I also would say it is a sure bet that in the next few weeks we will be hearing the stories emerging from test centres of the deluge of applications they have got and that test waiting times will get worse.

This measure is needed, the situation of learners going straight onto the roads has to stop, but the method is ill thought out needs to be better planned,  to allow people (the 450K) to sort things out, apply for and get tests. Otherwise it will be still be ignored by all and sundry.


----------



## webtax

square1 said:


> Just as a matter of interest - are there any statistics to prove the high number of road deaths have any link whatsoever to provisional license holders?



[broken link removed]
I'm sure there are plenty of other statistics available, which would explain why the insurance industry view learner drivers as the highest risk in terms of accidents & why the RSA are targetting this group. It stands to reason that inexperienced drivers or those who already have failed the test are a major cause of accidents.


----------



## Blinder

JP1234 said:


> Can anyone of us with full licences honestly say they never once drove unaccompanied while on a provisional, I doubt it.



I can.
I took lessons before my test so any time I drove on my provisional I had a driving instructor beside me. I passed my test and only then did I buy my first car.


----------



## Bronte

I think the new rules will change the driving culture in Ireland for the better if they are enforced.  I have no sympathy for those who have been driving for years on a provisional without bothering to do the test and I know some of them including one of my siblings.  I did drive when younger with a provisonal and no driver with me and other times without a provisonal and also on occasion without insurance.   I was wrong to drive in these circumstances, the only thing I can say about it was that was the culture in Ireland then.  (about 20 years ago).  My OH got one of those no test licences.  In his 20's he agrees himself that he was a dangerous driver.  He actually got rid of his car and motorbike as he was a danger to himself and others.  The statistics prove that young male drivers are the worst but they can't make laws just for them.  The law has to apply to everybody.  In a years time when the road death statistics come down we'll all be glad.  Just the same as we will see the health benefits of the smoking ban.  They also said that was not going to work!  Any of you who don't have the full licence would be well advised to apply to every driving test centre in Ireland (or the north/uk etc if possible)  this morning for a test before everybody else.  I have a feeling the applications are going to go through the roof.


----------



## JP1234

Blinder said:


> I can.
> I took lessons before my test so any time I drove on my provisional I had a driving instructor beside me. I passed my test and only then did I buy my first car.


 

Fair play to you then, I'd guess you would be the exception than the rule.  Though I drove alone I didn't do that until I had had plenty of lessons and practice and my instructor told me he felt he couldn't take any more money off me for lessons when my driving was fine, as I said earlier I definitely don't agree that people should be able to drive alone without having gone through formal training for a minimum number of hours.


----------



## sinbadsailor

Firstly, I have to say that I hope this sticks and we start to move forward as a country in the whole driving area, next stop should be the complete rebuild of the whole driver testing area, starting from our schools.

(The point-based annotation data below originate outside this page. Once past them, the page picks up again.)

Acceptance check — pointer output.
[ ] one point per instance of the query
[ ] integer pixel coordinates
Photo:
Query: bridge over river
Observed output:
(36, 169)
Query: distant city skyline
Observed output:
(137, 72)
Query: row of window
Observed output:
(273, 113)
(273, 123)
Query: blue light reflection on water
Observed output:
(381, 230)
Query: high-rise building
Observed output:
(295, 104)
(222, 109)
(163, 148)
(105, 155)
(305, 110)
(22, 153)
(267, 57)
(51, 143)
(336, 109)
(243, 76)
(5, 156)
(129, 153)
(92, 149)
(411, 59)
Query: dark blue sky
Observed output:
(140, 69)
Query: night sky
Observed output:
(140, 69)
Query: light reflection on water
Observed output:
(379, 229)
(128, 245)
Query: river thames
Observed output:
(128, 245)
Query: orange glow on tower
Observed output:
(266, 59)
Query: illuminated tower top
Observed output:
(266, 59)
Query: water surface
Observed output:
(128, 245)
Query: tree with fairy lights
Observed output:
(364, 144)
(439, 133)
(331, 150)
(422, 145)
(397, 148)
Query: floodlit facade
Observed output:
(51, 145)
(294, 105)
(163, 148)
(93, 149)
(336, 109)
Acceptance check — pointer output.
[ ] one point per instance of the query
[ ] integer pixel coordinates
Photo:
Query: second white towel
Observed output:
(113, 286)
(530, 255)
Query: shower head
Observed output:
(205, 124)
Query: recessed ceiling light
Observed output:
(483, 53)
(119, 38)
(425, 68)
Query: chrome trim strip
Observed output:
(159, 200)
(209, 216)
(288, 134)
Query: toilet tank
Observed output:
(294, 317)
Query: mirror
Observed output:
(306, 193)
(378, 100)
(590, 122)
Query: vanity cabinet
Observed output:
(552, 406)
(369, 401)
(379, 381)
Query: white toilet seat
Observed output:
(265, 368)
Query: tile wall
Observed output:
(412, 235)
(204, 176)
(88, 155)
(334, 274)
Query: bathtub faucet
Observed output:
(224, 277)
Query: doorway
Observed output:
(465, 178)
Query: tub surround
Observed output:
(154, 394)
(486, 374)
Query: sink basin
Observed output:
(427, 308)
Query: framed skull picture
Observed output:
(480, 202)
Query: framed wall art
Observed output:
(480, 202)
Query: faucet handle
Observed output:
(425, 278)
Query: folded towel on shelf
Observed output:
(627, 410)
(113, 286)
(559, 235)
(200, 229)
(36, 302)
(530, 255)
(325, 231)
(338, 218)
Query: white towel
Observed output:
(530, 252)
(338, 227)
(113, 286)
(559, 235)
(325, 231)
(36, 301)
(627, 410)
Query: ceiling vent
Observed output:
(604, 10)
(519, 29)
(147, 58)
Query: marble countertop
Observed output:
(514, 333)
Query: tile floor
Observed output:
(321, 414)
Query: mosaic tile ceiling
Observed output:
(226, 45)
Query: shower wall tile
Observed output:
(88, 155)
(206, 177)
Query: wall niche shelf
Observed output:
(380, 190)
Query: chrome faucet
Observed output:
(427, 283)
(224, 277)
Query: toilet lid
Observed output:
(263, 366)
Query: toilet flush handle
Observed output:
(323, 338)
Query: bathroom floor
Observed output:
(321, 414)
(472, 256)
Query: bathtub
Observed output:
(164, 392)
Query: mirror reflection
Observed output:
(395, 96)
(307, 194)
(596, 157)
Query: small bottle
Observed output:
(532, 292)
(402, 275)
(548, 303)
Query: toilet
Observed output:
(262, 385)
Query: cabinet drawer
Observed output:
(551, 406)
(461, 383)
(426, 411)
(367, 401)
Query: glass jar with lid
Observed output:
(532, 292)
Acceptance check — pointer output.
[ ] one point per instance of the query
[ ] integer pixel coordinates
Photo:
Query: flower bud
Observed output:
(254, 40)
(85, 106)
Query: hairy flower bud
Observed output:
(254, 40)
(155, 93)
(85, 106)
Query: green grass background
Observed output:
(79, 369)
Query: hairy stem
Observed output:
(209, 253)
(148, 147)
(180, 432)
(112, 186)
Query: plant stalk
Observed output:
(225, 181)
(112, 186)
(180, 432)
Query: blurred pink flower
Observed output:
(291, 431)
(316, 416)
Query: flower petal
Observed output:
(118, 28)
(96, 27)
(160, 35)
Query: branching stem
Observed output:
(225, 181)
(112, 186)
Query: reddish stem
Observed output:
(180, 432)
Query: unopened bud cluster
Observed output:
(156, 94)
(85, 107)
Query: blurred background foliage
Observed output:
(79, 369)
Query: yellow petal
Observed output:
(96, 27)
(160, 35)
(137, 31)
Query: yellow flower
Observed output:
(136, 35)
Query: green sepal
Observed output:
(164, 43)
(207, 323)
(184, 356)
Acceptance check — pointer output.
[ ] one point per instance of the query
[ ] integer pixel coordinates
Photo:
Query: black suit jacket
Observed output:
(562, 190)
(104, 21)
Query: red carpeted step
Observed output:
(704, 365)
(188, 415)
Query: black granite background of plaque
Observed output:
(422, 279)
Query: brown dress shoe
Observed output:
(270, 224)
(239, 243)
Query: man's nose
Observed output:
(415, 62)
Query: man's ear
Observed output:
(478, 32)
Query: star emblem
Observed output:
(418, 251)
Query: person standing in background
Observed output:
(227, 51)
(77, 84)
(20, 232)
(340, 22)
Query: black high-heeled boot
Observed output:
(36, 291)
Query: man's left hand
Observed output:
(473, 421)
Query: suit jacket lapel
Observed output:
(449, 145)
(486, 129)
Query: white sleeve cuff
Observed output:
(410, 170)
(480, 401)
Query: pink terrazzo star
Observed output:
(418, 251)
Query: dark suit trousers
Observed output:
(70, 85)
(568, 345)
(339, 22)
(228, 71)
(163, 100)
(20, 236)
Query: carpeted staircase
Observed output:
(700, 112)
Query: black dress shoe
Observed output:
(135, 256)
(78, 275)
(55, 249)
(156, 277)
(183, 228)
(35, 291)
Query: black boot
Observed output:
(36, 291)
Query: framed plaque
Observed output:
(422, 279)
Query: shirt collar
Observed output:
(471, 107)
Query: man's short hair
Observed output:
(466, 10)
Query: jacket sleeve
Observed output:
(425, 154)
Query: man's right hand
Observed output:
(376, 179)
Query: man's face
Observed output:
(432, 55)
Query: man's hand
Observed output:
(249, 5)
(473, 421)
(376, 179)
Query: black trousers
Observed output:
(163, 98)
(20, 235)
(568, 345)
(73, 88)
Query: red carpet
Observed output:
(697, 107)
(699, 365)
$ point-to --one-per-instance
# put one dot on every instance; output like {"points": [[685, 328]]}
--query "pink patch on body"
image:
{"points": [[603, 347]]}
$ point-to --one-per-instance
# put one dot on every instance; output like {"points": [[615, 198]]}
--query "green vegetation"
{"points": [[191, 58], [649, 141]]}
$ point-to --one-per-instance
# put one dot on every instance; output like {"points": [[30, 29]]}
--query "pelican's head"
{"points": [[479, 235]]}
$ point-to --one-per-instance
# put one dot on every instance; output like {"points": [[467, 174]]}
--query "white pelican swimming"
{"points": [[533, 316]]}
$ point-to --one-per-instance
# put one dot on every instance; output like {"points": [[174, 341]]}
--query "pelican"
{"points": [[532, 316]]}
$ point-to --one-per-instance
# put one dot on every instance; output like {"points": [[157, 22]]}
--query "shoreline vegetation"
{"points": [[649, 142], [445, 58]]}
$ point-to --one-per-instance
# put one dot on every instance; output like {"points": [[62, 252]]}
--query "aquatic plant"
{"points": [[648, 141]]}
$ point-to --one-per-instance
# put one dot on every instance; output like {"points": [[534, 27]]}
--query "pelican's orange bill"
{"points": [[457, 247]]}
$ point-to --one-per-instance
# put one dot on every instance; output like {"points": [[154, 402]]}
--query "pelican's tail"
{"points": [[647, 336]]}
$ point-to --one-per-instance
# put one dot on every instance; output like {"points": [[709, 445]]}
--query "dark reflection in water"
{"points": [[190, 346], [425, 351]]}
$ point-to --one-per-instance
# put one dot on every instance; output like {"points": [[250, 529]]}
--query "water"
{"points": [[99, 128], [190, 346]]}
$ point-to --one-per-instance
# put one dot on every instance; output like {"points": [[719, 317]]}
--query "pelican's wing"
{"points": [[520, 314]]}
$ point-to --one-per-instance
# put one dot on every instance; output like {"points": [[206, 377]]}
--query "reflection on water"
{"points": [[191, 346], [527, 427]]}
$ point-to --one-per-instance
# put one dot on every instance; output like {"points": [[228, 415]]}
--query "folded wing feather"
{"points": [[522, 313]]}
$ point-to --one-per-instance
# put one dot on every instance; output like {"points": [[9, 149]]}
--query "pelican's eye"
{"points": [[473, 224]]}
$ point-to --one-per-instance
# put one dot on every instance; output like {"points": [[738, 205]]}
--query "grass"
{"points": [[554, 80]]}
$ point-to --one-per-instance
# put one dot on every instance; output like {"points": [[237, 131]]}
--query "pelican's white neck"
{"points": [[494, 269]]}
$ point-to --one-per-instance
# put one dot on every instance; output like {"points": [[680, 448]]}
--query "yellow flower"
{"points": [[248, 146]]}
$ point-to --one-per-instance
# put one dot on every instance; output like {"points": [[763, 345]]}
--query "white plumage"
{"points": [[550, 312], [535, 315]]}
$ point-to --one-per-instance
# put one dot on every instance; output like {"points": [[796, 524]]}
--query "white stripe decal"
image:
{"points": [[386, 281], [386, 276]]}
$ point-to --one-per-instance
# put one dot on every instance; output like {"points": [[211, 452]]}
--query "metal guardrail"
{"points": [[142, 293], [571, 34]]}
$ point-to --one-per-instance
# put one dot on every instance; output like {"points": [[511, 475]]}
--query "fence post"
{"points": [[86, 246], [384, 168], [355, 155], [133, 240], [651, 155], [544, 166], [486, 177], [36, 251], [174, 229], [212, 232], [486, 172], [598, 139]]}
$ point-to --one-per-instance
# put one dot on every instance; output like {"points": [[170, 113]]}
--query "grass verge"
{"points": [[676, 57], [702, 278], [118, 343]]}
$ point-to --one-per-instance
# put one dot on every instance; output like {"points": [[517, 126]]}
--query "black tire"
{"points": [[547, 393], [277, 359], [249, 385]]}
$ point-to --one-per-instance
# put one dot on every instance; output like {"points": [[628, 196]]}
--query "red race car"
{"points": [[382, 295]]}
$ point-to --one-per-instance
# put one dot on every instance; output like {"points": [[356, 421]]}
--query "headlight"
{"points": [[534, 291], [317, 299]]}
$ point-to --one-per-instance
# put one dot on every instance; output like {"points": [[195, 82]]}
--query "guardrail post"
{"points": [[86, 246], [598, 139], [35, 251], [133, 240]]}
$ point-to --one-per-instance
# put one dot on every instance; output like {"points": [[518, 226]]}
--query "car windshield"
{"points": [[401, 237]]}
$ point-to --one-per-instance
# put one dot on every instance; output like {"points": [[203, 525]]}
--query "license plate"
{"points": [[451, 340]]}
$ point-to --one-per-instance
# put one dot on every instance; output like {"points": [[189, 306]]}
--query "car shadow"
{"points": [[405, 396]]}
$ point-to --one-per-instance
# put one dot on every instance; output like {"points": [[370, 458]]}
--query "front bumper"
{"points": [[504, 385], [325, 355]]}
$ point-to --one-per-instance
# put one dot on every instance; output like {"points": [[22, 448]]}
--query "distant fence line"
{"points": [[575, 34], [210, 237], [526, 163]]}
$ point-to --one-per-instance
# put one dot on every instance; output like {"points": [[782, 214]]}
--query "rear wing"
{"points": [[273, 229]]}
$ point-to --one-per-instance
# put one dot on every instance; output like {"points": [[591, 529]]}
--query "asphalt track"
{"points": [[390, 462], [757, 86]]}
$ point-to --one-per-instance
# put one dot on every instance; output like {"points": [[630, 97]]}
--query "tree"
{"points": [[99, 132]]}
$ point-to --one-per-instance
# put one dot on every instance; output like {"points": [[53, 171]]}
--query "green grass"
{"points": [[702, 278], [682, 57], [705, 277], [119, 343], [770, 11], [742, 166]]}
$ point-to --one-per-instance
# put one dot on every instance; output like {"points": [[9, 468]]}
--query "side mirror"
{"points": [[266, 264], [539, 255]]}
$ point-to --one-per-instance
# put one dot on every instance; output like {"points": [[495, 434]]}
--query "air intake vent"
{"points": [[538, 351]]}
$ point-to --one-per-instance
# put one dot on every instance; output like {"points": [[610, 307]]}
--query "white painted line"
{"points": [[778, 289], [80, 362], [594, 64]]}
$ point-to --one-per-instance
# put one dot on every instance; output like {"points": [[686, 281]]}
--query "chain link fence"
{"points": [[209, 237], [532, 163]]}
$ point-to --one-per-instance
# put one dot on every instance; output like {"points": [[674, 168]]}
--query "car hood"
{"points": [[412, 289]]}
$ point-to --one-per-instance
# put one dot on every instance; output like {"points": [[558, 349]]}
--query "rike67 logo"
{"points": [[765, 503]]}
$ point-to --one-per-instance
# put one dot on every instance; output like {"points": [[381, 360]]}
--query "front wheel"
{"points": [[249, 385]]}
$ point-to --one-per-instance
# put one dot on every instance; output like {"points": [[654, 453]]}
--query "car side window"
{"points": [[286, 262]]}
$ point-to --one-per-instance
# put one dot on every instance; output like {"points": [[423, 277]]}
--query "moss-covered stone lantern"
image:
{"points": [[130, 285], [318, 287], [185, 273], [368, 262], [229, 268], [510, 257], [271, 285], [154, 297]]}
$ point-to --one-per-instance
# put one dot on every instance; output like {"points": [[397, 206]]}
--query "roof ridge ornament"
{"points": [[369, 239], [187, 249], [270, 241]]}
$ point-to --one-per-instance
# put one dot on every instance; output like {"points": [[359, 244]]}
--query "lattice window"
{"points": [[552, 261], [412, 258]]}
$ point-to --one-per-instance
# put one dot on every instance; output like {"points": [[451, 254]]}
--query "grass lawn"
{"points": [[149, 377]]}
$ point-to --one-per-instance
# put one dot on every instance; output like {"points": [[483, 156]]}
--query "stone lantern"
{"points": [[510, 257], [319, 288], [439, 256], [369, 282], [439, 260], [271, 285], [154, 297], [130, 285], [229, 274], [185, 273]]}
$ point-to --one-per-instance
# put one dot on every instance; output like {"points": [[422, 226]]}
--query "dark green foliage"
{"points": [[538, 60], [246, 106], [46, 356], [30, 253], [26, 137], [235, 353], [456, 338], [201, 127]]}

But back on point, while I agree it is not the fault of the thousands of drivers who have been let carry on thier daily lives on provisional licences, moving out of expensive and built up areas etc and therefore become completely dependant on their car as a mode of transport. The whole lack of a viable public transport system has a major part in this.

But in order to make a much needed and proper change in this area, it will hit certain road users. That what change is! It is unavoidable. I just think that drivers on multiple provisionals should really be asking themselves if  a) they are doing everything in their power to obtain a full licence b) they understand that this needs to be done and be a better person and agree that it benefits the many, albeit hitting the few in the process.

If thats the case then fair play to you, the system is letting you down. But if you a driver you just keeps getting provisional after provisional because you can, and have no interest in obtaining the full licence, well then this is your wake up call, you do not have a right to drive, it is a privelage and this move is designed to get you trained or get you off the road.

As for whether provisional drivers are more involved in accidents, well the fact that you are not fully qualified to drive on the roads until you pass the driver test, you will always be classed as inexperienced, no matter how long you have been driving and will be classed as such.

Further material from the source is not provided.